Parece que nem tudo está perdido no mundo da política brasileira. Em um país em que cúpulas partidárias se encontram sob investigação por pilhar estatais e golpes corporativistas triplicam a verba pública destinada aos partidos políticos, acendeu-se uma luz no fim do túnel – não necessariamente ou exclusivamente para baratear os custos das campanhas políticas, mas sobretudo para dar maior legitimidade à representação popular. Trata-se da aprovação, pela Comissão de Constituição e Justiça do Senado, de projeto de lei do senador José Serra (PSDB-SP) que institui o voto distrital nas eleições para as câmaras de vereadores em municípios com mais de 200 mil eleitores (ou seja, os mesmos em que há segundo turno na eleição para prefeito).
De acordo com o projeto, cada município será dividido em tantos distritos quantas sejam as cadeiras de vereador em suas respectivas câmaras. Os partidos políticos poderão escolher um só candidato (e seu suplente) para cada distrito. Ganha a eleição o candidato que obtiver mais votos no seu distrito – ou seja, os vereadores serão eleitos por maioria simples e não mais pela proporção de votos obtidos indiretamente pelas legendas ou coligações a que pertençam.
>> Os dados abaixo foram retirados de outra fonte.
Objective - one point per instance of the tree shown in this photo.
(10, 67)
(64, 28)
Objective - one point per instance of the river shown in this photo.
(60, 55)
A proposta passou pela CCJ do Senado em caráter terminativo, o que dispensa a votação em plenário – ela só ocorrerá se um determinado número de senadores se manifestar neste sentido. O projeto será, então, remetido à Câmara dos Deputados, que poderá rejeitá-lo ou emendá-lo – caso em que voltará ao Senado para receber a palavra final. Até agora, duas etapas importantes já foram vencidas. A primeira delas, quanto à constitucionalidade da matéria: prevaleceu a tese de que não há ilegalidade na adoção do voto distrital apenas para vereadores, pois a Constituição, embora determine eleição sob o sistema proporcional para os legislativos estaduais e federal, é omissa quanto aos municipais. A segunda etapa é o reconhecimento praticamente unânime dos senadores de que o povo estará melhor representado por seus vereadores.
O voto distrital garante que não teremos a representar-nos figurantes beneficiados por obras do acaso
Não é o que acontece historicamente e atualmente. Com pleitos proporcionais, costumam ser escolhidos vereadores ou com ralas ligações com as comunidades locais; ou, o que é muito pior, acabam sendo eleitos políticos com baixíssimas votações, beneficiados pelos votos que “sobram” dos campeões de urna que pertençam à mesma legenda ou coligação. Neste caso, candidatos que obtêm votações expressivas são preteridos, pela legislação vigente, por outros que, apesar da votação ridícula, tiveram a sorte de pertencerem a um grupo liderado por um grande “puxador” de eleitores.
O voto distrital municipal tende a garantir que o mais votado candidato a vereador seja, de fato, o mais conhecido e o reconhecidamente mais comprometido com os interesses da pequena coletividade (distrito) em que habita ou com a qual tenha maior comprometimento. O sistema assegura, portanto, que tenhamos câmaras constituídas somente pelos mais votados, com a garantia de que não teremos a representar-nos figurantes beneficiados por obras do acaso. Ao restringir o alcance da campanha – os candidatos, em vez de buscar votos em toda a cidade, o farão apenas no distrito que desejam representar –, ela também custará menos.
O projeto aprovado pelo Senado, embora avance no sentido de melhorar a representatividade, ainda não deve ser considerado perfeito. Mas pode ser aperfeiçoado pela Câmara se os deputados concordarem com a tese de que, em vez do voto distrital puro (como está previsto), se adote o distrital misto, de tal forma que parte significativa das câmaras seja composta por eleitos pelo sistema proporcional. Com o voto distrital misto, que é o sistema defendido pela Gazeta do Povo, poder-se-á garantir que partidos, coligações ou correntes diversas de pensamento político – não necessariamente preocupados apenas com buracos e lombadas – estejam também representados.
Se aprovada, a adoção do voto distrital, seja ele puro ou misto, parece-nos ser um dos mais importantes capítulos da sempre ensaiada (mas nunca realizada) reforma política pela qual o país clama há muito tempo. É uma experiência que vale a pena realizar.